Good question. For short-lived experiments like this, I
usually just use the argv[0]. Probably something like
"mycheckurls".
> And, if
> you don't think it is a robot, a cache, or a proxy,
> what do you think it is? If you have some animal that
> is is none of these things, then we either must expand
> our definition of the animals we have, or define some
> new animals.
Why call it an "animal" at all? Because it's automated? It
was me checking the validity (and gathering some statistics)
about some URLs using a program.
Lemme pose a little more complete scenario for you, just to see
if it (my program) and it's policy makes more sense in context.
Imagine you are writing a cache server, like the Netscape proxy
server.
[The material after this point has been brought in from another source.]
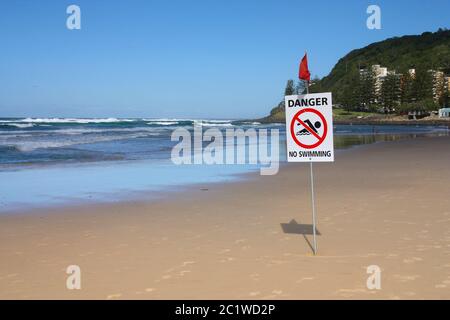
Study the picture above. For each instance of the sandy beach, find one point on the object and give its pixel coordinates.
(386, 204)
And you let this thing run for a while at a busy site and
cache up a few gig of documents.
Then after it's run a while, to test your caching policy you want
to evaluate how many of the cached documents are valid _right now_. You
might use a program like mine, one that simply records if the document
is available and when it was last changed, and run it against all of
the URLs in your cache.
Well, would you then want that program to obey the exclusion standard? You
wouldn't want it zapping servers with thousands of requests in a few seconds,
but isn't one HEAD every couple minutes slow enough? Does such an application
really necessitate any 'exclusion' at all?
-- nabil@i.net http://www.i.net/aaron/